Raiter Clinic isn’t alone in making the transition. Four-fifths of the nation’s hospitals, and 41 percent of office-based physicians, currently intend to take advantage of federal incentive payments for adoption and meaningful use of certified electronic health records technology, according to survey data released earlier this month by the Office of the National Coordinator for Health Information Technology.
Turonie said Raiter Clinic’s new electronic medical records system would qualify for the federal incentive money “provided it’s still there in 2014 or so,” when the reimbursement is supposed to happen.
“That’s not the reason we did this,” he said, stating that increased efficiency was the main driver behind the decision. “With the new system, the doctor looks at the computer screen and it tells him or her everything that’s due and more, rather than thumbing through the chart looking for everything.”
Rick Breuer, CMH CEO/administrator, said the hospital began its transition to electronic medical records years ago, but the process is still ongoing. Rather than going patient by patient, the hospital has made its switch by modules, starting with registration, billing and lab and moving on from there.
“The most current module to go live is the emergency department,” Breuer said. “This is part of a long, mapped-out process.”
Breuer commended Raiter Clinic for taking the time to research “who they are and how they work” before deciding how to make the transition and what system to use.
“It’s a lot of hard work,” he said.
Keeping records up to date is also easier with the new system, Turonie said. During an appointment, doctors have a choice of using voice recognition software called “Dragon Speak,” using a mouse and clicking on options or writing with a pen on a screen.
Turonie said a number of the doctors are opting for the voice recognition software, which prints out as they talk.

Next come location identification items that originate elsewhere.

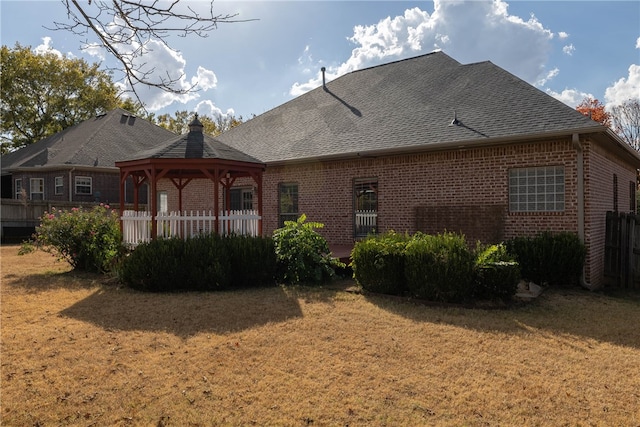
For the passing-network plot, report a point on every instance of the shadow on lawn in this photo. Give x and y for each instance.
(557, 312)
(185, 314)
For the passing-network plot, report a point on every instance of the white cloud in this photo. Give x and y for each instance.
(571, 97)
(625, 88)
(468, 31)
(569, 49)
(205, 79)
(208, 108)
(47, 47)
(153, 61)
(549, 76)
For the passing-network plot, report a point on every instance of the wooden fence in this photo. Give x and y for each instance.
(622, 249)
(136, 226)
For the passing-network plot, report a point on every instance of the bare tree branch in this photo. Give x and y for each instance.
(128, 28)
(626, 122)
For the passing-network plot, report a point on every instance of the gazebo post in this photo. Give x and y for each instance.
(154, 204)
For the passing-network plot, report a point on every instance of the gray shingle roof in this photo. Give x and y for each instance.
(110, 137)
(408, 104)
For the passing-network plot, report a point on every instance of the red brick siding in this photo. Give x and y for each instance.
(434, 191)
(600, 166)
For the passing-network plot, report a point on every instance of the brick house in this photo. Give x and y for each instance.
(72, 167)
(429, 144)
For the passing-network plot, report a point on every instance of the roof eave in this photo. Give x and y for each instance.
(443, 146)
(66, 167)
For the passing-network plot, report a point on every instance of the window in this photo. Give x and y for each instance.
(615, 192)
(365, 201)
(538, 189)
(241, 199)
(59, 185)
(287, 203)
(18, 185)
(83, 185)
(36, 186)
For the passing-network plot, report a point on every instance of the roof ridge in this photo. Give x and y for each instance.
(108, 115)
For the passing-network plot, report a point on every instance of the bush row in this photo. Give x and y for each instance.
(554, 259)
(443, 268)
(202, 263)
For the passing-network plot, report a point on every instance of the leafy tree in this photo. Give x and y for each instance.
(127, 30)
(44, 94)
(595, 110)
(625, 121)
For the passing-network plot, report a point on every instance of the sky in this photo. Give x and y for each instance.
(568, 49)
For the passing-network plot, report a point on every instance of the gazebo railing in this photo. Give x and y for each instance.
(136, 226)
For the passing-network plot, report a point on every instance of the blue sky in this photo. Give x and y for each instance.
(569, 49)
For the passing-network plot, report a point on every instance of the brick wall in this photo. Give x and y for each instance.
(600, 167)
(462, 190)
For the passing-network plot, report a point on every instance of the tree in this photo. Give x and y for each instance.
(595, 110)
(44, 94)
(625, 121)
(179, 122)
(128, 28)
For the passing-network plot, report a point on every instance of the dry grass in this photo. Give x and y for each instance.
(77, 351)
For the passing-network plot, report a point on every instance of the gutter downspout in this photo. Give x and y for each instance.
(71, 185)
(575, 140)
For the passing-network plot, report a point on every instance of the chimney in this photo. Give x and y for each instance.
(196, 125)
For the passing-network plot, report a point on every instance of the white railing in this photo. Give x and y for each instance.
(136, 226)
(366, 222)
(243, 222)
(185, 224)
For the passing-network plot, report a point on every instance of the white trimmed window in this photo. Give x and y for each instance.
(287, 202)
(18, 188)
(365, 201)
(36, 188)
(59, 185)
(539, 189)
(83, 185)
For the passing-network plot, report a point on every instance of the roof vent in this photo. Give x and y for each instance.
(455, 121)
(196, 125)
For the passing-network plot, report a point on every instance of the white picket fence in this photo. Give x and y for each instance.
(136, 226)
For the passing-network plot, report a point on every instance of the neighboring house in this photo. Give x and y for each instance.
(429, 144)
(76, 165)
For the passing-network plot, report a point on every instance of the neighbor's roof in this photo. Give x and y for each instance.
(99, 141)
(406, 105)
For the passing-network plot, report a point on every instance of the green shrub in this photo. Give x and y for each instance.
(201, 263)
(555, 259)
(496, 273)
(302, 254)
(89, 240)
(378, 263)
(440, 267)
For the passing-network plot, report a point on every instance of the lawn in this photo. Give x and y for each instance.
(80, 350)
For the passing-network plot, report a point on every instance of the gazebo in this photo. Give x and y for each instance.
(181, 160)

“If there’s a mistake, they can just back it up then and correct it,” he said.
One of the best things about the switch to electronic medical records is improved communication, Breuer said.

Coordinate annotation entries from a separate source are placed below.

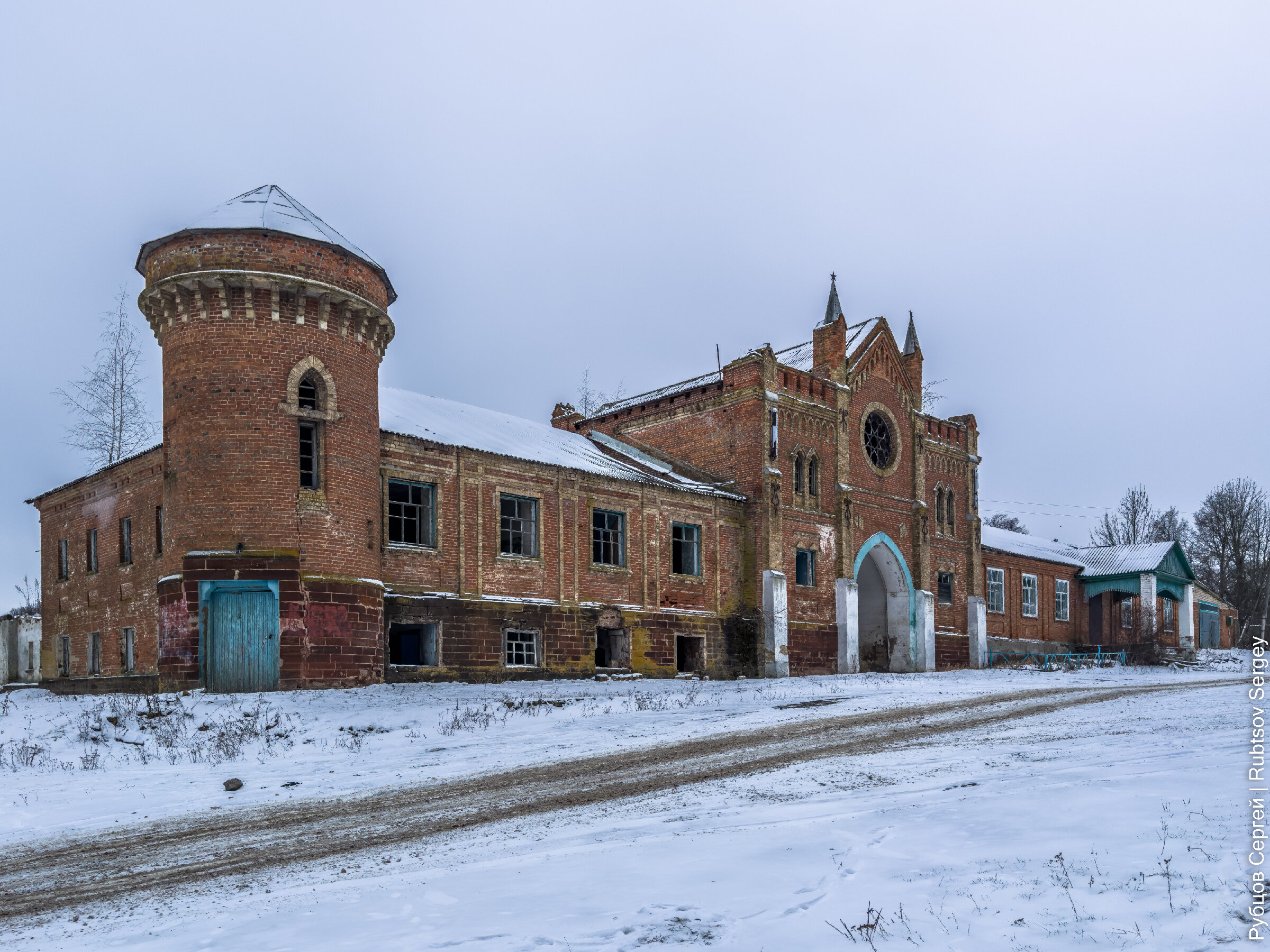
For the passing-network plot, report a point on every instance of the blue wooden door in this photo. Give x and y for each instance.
(243, 644)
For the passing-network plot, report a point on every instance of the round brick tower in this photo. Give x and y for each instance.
(272, 328)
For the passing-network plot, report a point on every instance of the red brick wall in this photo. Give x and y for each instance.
(117, 596)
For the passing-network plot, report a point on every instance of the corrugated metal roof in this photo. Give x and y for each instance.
(1018, 544)
(268, 208)
(456, 424)
(1115, 560)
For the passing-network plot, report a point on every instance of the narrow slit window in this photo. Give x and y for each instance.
(1029, 596)
(126, 540)
(521, 649)
(309, 456)
(412, 515)
(945, 584)
(607, 540)
(519, 526)
(996, 589)
(685, 549)
(804, 566)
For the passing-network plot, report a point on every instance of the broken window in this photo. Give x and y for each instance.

“We’ll be able to communicate with other healthcare providers such as Raiter Clinic,” Breuer said, noting that the systems would have to have proper security. “If we can share information on a more timely basis, I think that will contribute to better quality of care.”
Dr. David Blumenthal, the National Coordinator for Health Information Technology, credited leadership from the medical community and the federal government for the improved prospects for adoption and use of health information technology.
“For years we have known that electronic health records would improve care for patients and bring about greater cost effectiveness in our health sector, yet adoption rates by health care providers remained low,” Blumenthal said. “In 2009, Congress and the President authorized major new federal support for EHR adoption and use, and in combination with medical professional and hospital leadership, I believe we are seeing the tide turn toward widespread and accelerating adoption and use of health [information technology].”